Large series published on UA often make no mention of feature other than those classically described and most infrequent findings as case studies. On account of the reported case in the literature, UA is more common in younger age and mandible (body–ramus area) is the most common site affected. This has led to a generally accepted view that UA is homogeneous in its clinical and pathologic presentation. In a report by Gardner and Corio, 46 UAs, plexiform type, were found mostly in the mandible.[2] Common radiographic findings of the unicystic variant include a unilocular, well-circumscribed, and well-corticated lucent lesion often associated with the crown of an unerupted or impacted tooth which can resemble a dentigerous cyst or envelopmental variety of odontogenic keratocyst.[5] The presence of solid components, including internal bony septa, aids in the distinction between an ameloblastoma and a dentigerous cyst. Therefore, this lesion is often misdiagnosed as an odontogenic keratocyst or a dentigerous cyst. Konouchi et al.[6] performed contrast-enhanced (CE)-magnetic resonance imaging (MRI) to diagnose 13 cases of unilocular, round radiolucent lesions visualized by panoramic radiography and/or CT. In the cases of UA, low signal intensity (SI) was observed on T1-weighted images (WIs), a markedly high SI was observed on T2WIs, and relatively thick rim enhancement with/without small intraluminal nodules was observed on CE-T1WIs. CE-MRI was considered to be useful in the diagnosis of UA.

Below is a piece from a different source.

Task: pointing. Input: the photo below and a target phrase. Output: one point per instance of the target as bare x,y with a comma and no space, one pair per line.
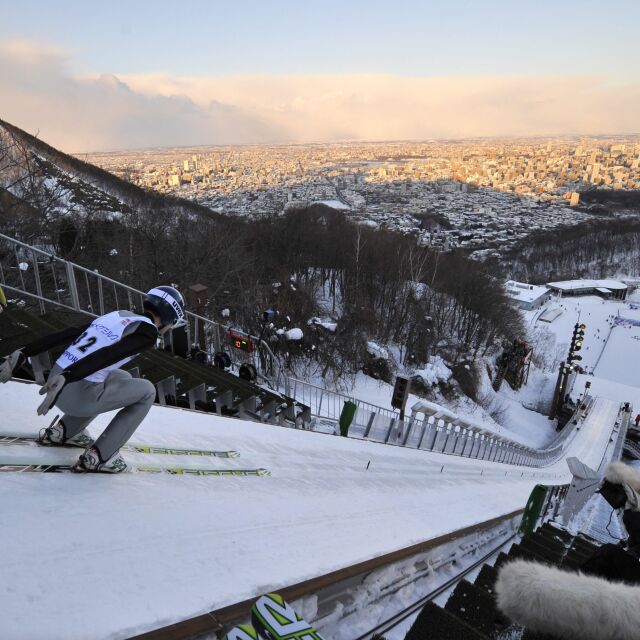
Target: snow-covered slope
93,556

Histologically, UA prominently shows plexiform and follicular pattern along with a cystic lining of ameloblastic epithelium. Vickers and Gorlin suggested the histologic criteria for the diagnosis of UA. However, Gardner and Corio was in opinion that not all ameloblastomas fulfill the criteria which is true in our case, which does not rule out the exclusion of ameloblastoma.[2] In reported case, authors found histological plexiform pattern in UA with intraluminal growth. The plexiform growth shows an adenoid pattern. The UA exhibiting clear cell differentiation, adenomatoid odontogenic tumor (AOT) differentiation, and adenoid pattern were reported in a literature.[7],[8],[9] In the present case, cuboidal cell was arranged in glandular pattern but not resembling the pattern present in AOT. The lesion was well capsulated and can be easily separated from the tumor tissue which is not a usual finding in UA. This is an unusual histopathological finding in a UA. Considering the background of diversity in histological presentation, the biological behavior and prognosis of these tumors are uncertain as similar cases are not reported in literature. UA responses favorably to conservative treatment. The enucleation followed by curettage and liquid nitrogen cryospray or Carnoy's solution cauterization would be appropriate. In extensive lesions, marsupialization may be an alternative treatment.

Declaration of patient consent

The authors certify that they have obtained all appropriate patient consent forms. In the form the patient(s) has/have given his/her/their consent for his/her/their images and other clinical information to be reported in the journal. The patients understand that their names and initials will not be published and due efforts will be made to conceal their identity, but anonymity cannot be guaranteed.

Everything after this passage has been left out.